Rihanna has been accused of cultural appropriation after sharing a topless photograph wearing a pendant depicting the Hindu god Ganesha.

On Tuesday, the singer posted the image of herself posing beside an outdoor pool at night wearing a pair of silk lilac shorts, the pendant, and a pair of drop earrings.

“When @popcaanmusic said “me nuh wan ya wear no lingerie tonight fa me girl”@savagexfenty [sic],” Rihanna captioned the image.

However, the necklace, which appears to feature a diamond-studded ornamental impression of the elephant-headed deity, has been called into question by some social media users in India.

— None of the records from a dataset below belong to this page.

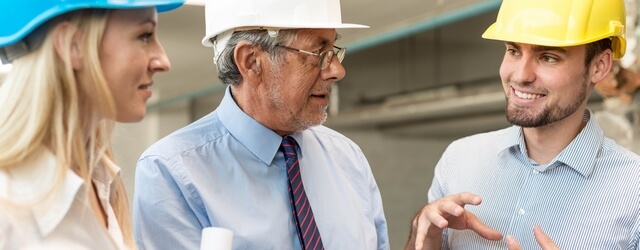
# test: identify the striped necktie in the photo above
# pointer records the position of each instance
(303, 216)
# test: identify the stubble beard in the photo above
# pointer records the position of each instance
(527, 118)
(294, 121)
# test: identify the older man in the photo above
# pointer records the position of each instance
(261, 164)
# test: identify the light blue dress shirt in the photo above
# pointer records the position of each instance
(226, 170)
(588, 197)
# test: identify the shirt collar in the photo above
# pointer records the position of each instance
(260, 140)
(580, 154)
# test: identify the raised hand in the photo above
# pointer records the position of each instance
(427, 226)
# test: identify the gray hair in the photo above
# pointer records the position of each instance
(228, 71)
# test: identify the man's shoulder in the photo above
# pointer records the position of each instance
(486, 137)
(322, 132)
(201, 132)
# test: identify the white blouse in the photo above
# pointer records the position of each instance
(63, 220)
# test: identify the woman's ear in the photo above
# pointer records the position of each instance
(248, 61)
(61, 35)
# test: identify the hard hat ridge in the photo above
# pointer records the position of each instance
(561, 23)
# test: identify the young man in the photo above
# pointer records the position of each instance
(551, 180)
(261, 164)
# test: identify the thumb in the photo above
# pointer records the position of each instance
(512, 243)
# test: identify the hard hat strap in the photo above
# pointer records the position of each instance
(24, 46)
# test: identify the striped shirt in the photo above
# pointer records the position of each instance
(588, 197)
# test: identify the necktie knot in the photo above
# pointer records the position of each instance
(289, 146)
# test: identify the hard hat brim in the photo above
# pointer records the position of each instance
(25, 24)
(206, 41)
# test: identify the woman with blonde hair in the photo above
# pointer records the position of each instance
(78, 67)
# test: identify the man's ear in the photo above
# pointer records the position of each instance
(66, 31)
(248, 61)
(601, 66)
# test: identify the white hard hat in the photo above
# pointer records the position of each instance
(223, 17)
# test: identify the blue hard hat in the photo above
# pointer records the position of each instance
(18, 18)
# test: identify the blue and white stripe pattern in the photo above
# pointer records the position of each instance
(588, 197)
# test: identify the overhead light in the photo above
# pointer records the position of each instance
(195, 2)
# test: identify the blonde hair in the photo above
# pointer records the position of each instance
(45, 107)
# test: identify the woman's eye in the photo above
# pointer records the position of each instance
(146, 36)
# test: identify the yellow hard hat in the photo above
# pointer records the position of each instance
(561, 23)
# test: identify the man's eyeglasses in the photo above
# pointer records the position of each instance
(324, 56)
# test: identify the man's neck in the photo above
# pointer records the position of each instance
(546, 142)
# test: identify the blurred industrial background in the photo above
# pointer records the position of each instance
(418, 79)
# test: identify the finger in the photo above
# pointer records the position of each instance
(512, 243)
(481, 229)
(466, 198)
(422, 225)
(543, 239)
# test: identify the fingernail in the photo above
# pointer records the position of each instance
(509, 238)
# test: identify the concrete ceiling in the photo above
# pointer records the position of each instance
(193, 73)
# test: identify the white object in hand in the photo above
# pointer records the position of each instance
(216, 238)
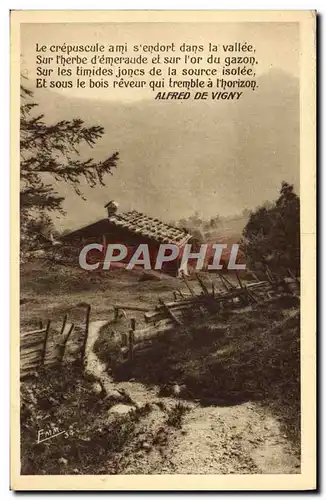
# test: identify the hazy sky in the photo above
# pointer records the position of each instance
(277, 45)
(180, 157)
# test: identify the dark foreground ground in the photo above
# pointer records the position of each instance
(222, 396)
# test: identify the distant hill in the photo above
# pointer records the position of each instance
(184, 156)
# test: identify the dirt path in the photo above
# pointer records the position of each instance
(239, 439)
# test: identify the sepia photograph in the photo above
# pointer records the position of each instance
(162, 188)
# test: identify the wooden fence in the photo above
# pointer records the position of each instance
(36, 351)
(191, 306)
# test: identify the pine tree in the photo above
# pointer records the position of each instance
(50, 152)
(272, 235)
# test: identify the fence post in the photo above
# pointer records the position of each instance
(131, 340)
(63, 344)
(88, 312)
(47, 330)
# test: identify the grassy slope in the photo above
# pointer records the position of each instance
(249, 355)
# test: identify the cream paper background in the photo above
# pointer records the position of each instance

“Why is she wearing a Hindu idol on a semi-nude pic?” one person commented.

Read more: Opinion - Why the backlash against Rihanna makes sense

“Rihanna, wearing an Indian deity is not a fashion, it’s not a trend,” added another. “It’s about respecting Indian communities.”

One person, whose comment has been liked more than 6,000 times, wrote: “You’re wearing a deity necklace and a Murthi (image of a deity) of my culture that’s already been culturally appropriated enough in the past few years.”

“How is this okay when a person has more than enough resources to at least find out the meaning and significance of the chains and pendant around their neck?”

Another simply wrote: “My religion is not your aesthetic.”

Rihanna has not yet responded to the criticism.

However, the boxers in the photograph have since sold out online.

It’s not the first time Rihanna has been accused of cultural appropriation.

In 2019, the singer was pictured on the cover for Harper’s Bazaar China in a vibrant blue gown that featured pleated, billowing sleeves and a bright red sash tied at her waist.

Inside the magazine, the singer was also shown wearing a number of different looks that include references to Chinese culture, including a manicure featuring lotus flowers and dragonflies, fans in her hair, and even a shih tzu dog.

Despite the magazine sharing its intentions behind the images, which was to show a “Western style icon meets Eastern aesthetic”, people on social media accused the publication and singer of cultural appropriation.

The Independent has commented the singer’s representatives for comment.